Making it work in a VM is sort of the point here.  Thanks,

Alex
Jason Gunthorpe Aug. 13, 2024, 11:16 p.m. UTC | #4
On Tue, Aug 13, 2024 at 03:14:01PM -0600, Alex Williamson wrote:

> > Personally, I very much dislike this. Encouraging such hacky driver
> > use of the interrupt subsystem is not a good direction. Enabling this
> > in VMs will further complicate fixing the IRQ usages in these drivers
> > over the long run.
> 
> Clearly these _guest_ drivers are doing this regardless of the
> interfaces provided by vfio, so I don't see how we're encouraging hacky
> driver behavior, especially when it comes to Windows guest drivers.

Because people will then say the Linux driver can't be fixed to
properly use an irq_domain/etc as the only option that works in VMs
will be the hacky copy from MSI-X approach :\

> > Thomas Gleixner has done alot of great work recently to clean this up.
> > 
> > So if you imagine the driver is fixed, then this is not necessary.
> 
> How so? 

Because if the driver is properly using the new irq_domain/etc
infrastructure to model its additional interrupt source then this
patch won't make it work in the VM anyhow, so it is not necessary..

Your other patch would be the only short term answer.

Jason
Jason Gunthorpe Aug. 13, 2024, 11:39 p.m.
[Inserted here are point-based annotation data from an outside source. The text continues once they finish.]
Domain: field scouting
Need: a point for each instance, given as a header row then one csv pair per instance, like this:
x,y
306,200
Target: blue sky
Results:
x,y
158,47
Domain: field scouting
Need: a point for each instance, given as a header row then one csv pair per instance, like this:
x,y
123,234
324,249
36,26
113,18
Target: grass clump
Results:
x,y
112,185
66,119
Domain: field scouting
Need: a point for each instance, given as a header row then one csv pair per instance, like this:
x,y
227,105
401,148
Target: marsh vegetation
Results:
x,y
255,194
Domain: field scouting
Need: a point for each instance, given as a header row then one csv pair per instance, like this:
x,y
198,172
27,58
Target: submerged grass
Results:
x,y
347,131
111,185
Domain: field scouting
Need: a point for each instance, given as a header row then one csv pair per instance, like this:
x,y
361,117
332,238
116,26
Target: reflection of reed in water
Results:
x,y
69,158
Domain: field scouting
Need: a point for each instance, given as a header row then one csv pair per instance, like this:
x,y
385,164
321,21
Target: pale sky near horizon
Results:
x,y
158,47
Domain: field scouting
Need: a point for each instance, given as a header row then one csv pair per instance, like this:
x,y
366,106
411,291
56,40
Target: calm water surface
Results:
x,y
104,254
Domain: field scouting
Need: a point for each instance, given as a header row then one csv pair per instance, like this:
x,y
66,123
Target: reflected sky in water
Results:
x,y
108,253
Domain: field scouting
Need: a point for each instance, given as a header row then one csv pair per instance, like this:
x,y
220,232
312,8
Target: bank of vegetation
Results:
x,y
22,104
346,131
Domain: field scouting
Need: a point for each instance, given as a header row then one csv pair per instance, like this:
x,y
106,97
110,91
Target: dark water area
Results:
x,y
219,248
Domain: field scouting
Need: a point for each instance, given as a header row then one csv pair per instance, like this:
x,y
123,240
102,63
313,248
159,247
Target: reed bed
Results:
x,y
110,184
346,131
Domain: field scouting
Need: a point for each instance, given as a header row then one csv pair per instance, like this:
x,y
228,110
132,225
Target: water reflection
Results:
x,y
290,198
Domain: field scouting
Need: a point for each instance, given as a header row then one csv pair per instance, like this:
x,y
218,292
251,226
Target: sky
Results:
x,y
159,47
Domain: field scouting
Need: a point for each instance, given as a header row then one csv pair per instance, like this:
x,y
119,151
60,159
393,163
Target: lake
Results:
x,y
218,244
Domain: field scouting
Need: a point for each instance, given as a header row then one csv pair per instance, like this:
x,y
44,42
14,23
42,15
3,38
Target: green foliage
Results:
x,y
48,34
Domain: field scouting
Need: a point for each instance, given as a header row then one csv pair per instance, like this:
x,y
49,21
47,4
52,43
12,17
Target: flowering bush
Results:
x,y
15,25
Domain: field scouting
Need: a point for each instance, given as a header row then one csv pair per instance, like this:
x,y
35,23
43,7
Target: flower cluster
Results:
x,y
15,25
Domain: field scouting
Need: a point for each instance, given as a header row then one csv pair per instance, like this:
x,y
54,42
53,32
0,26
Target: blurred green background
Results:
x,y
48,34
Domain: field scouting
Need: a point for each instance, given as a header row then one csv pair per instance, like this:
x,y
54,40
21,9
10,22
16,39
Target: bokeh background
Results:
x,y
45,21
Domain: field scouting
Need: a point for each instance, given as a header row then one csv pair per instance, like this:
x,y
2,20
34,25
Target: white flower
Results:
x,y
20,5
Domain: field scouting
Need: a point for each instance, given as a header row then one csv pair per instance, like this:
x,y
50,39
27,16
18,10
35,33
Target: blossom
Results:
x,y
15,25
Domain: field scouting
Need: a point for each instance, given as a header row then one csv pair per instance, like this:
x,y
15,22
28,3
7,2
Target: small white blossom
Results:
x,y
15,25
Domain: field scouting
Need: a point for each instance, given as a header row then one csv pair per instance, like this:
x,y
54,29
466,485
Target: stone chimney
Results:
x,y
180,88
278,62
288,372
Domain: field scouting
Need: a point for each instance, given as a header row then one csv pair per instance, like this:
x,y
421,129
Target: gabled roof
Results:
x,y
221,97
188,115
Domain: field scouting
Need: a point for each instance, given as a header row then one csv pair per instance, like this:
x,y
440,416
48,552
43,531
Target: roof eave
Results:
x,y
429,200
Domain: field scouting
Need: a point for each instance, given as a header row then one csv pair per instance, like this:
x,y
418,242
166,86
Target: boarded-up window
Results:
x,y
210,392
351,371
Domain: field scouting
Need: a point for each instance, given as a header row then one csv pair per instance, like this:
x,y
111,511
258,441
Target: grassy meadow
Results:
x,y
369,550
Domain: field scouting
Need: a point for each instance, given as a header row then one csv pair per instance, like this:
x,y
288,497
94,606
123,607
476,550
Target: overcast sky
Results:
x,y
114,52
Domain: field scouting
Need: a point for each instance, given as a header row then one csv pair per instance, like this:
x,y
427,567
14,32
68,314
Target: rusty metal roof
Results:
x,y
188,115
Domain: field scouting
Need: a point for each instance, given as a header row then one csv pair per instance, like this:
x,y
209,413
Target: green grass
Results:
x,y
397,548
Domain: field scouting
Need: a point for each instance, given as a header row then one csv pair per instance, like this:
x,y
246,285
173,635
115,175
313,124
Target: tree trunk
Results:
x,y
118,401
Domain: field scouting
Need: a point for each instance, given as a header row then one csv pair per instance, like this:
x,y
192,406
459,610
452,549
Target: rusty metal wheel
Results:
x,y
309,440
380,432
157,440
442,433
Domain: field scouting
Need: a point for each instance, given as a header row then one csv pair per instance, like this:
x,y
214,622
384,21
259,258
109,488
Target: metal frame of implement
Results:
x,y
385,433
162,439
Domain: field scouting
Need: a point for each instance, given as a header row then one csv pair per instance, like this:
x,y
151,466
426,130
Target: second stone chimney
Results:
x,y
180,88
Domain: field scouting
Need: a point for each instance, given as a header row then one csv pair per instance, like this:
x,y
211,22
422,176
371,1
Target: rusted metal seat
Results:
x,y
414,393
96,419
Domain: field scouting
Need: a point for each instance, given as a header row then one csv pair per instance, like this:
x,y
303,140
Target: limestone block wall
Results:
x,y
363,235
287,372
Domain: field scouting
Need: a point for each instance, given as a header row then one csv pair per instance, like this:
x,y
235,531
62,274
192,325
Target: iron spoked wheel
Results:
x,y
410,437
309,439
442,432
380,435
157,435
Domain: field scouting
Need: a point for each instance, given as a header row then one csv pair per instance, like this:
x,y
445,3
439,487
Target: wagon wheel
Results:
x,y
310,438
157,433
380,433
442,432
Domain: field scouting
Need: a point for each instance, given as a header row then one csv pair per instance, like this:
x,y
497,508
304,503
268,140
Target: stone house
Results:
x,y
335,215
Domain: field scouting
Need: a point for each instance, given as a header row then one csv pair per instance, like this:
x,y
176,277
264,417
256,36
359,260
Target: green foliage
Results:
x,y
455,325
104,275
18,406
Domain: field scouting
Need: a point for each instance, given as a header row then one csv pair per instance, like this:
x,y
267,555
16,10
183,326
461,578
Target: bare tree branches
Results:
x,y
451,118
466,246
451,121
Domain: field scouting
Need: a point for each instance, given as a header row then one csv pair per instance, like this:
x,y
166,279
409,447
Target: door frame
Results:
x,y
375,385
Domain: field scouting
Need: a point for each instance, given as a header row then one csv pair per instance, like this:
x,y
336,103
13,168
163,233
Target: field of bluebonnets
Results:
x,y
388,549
UTC | #5
On Tue, Aug 13, 2024 at 07:30:41PM +0200, Thomas Gleixner wrote:
> > Howver, it will still not work in a VM. Making IMS and non-MSI
> > interrupt controlers work within VMs is still something that needs to
> > be done.
> 
> Sure, but we really want to do that in a generic way and not based on ad
> hoc workarounds.
>
> Did the debate around this go anywhere?

No, it got stuck on the impossible situation that there is no existing
way for the VM to have any idea if IMS will work or is broken. Recall
Intel was planning to "solve" this by sticking a DVSEC in their
virtual config space that said to turn off IMS :\

So using IMS in the real world looked impractical and interest faded a
bit.

But the underlying reasons for IMS haven't gone away and more work is
coming that will bring it up again...

Jason
Alex Williamson Aug. 14, 2024, 2:55 p.m. UTC | #6
On Tue, 13 Aug 2024 20:16:42 -0300
Jason Gunthorpe <jgg@ziepe.ca> wrote:

> On Tue, Aug 13, 2024 at 03:14:01PM -0600, Alex Williamson wrote:
> 
> > > Personally, I very much dislike this. Encouraging such hacky driver
> > > use of the interrupt subsystem is not a good direction. Enabling this
> > > in VMs will further complicate fixing the IRQ usages in these drivers
> > > over the long run.  
> > 
> > Clearly these _guest_ drivers are doing this regardless of the
> > interfaces provided by vfio, so I don't see how we're encouraging hacky
> > driver behavior, especially when it comes to Windows guest drivers.  
> 
> Because people will then say the Linux driver can't be fixed to
> properly use an irq_domain/etc as the only option that works in VMs
> will be the hacky copy from MSI-X approach :\

Ironically QEMU already has direct access to the MSI-X vector table in
MMIO space and could implement this type of quirk with no kernel
changes.  It's MSI that is now blocked by virtualization of the address
and data registers.  Note also that QEMU is still virtualizing these
registers, the values seen in the guest are unchanged.  It's only the
VMM that can bypass that virtualization to see the host values.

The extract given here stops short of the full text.